Monday, October 10, 2005
Reconsideration of the application of curve segmentation aglorithm in our approach
A new way to find the boundaris among topic segments
When I used a small threshold value for the 'dominated/dominant' pattern, the patterns of results construct an irregular sequence, that is, the 'dominated/dominant' patterns and the 'drifting' patterns interleave in a random manner. If I followed my previous scheme to get the boundaries in the squence, I have to analyze each segment one by one. But when I increased the value of threshold, some interesting changes happen. Some 'dominant/dominated' patterns come out in a consecutive way, that means, they could be combined together. According to the plot for all entries, it looks impossible or meaningless to be classified them to be 'dominated/dominant' patterns, whick LOOK obviously kind of 'drifting' pattern. But the result is so regular that it could produce much better boundaries if we combine the consecutive segments together. It is time to split the pattern analysis and the plot, although not so completely.
If the new approach to decide boundaries are proved useful, we can get at least two benefits. On one hand, the combined 'dominated/dominant' pattern topic segments make it possible to construct a hierarchical structure about the content of entries, although it might not be realistic for the moment. On the other hand, according to current results, the combination of topic segments could make improvement on the segmentation of topic segments. Furturemore, it could identify the main tendency of entries, i.e., the general topic development patterns in the entries.

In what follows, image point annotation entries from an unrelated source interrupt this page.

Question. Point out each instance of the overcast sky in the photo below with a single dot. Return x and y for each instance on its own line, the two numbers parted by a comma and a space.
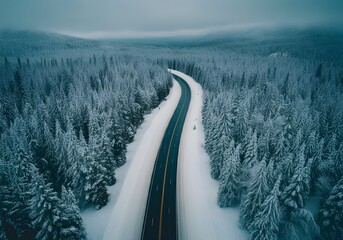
154, 17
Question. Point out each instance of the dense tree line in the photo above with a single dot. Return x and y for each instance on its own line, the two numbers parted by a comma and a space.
274, 134
64, 127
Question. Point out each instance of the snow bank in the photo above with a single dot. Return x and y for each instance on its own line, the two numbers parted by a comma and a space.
122, 217
199, 216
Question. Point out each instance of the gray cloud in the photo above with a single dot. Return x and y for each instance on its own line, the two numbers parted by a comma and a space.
115, 16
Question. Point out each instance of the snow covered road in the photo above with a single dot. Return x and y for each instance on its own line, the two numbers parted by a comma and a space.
199, 216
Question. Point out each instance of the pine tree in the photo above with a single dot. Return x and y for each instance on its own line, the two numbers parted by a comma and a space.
297, 191
44, 210
229, 182
250, 156
256, 193
70, 214
331, 215
300, 226
95, 184
267, 222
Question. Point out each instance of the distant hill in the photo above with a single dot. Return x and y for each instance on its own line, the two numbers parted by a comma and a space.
24, 43
311, 41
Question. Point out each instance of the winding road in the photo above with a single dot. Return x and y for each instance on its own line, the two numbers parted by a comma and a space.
160, 220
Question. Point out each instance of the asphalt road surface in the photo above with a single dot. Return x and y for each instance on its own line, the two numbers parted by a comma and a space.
160, 221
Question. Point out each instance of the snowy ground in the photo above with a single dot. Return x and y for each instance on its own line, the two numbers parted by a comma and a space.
199, 216
122, 217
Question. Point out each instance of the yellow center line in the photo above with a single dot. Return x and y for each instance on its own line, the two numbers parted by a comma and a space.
165, 172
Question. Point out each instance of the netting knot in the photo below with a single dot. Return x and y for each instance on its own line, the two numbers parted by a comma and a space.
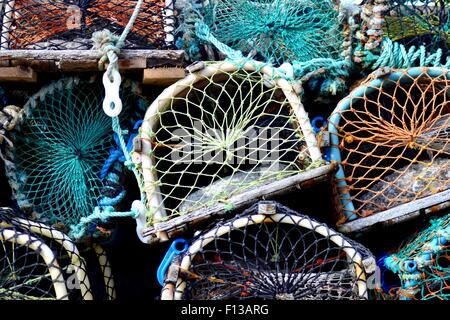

By the way, this result made me reconsider the role of plots we got from the curve segmentation. We draw the curve in a two-dimensional plane, but the two dimensions are different in terms of scales. The X axis describes the sequence number of entries, which is measured by discreted numbers. Whereas the Y axis records the value of each entry, the value is kind of measure of 'content' in each entry. When we use curve segmentation algorithm to approximate the entries in the plane, we treat the two dimensions equally without considering their difference, but we should do so. :(
Some questions need considering
- The reason that we use curve segmentation;
- Do we use curve segmentation algorithm in a correct way!?
- The relationship of our approach to achieve topic segments especially the topic development patterns from the construction of hierarchical structure of weblog.
- A reasonable method to decide the boundaries among segments.
- How to select the suitable thresholds for the experiment and why.
- In the experiment, a good dataset should be used which is able to cover most possible cases in our approach.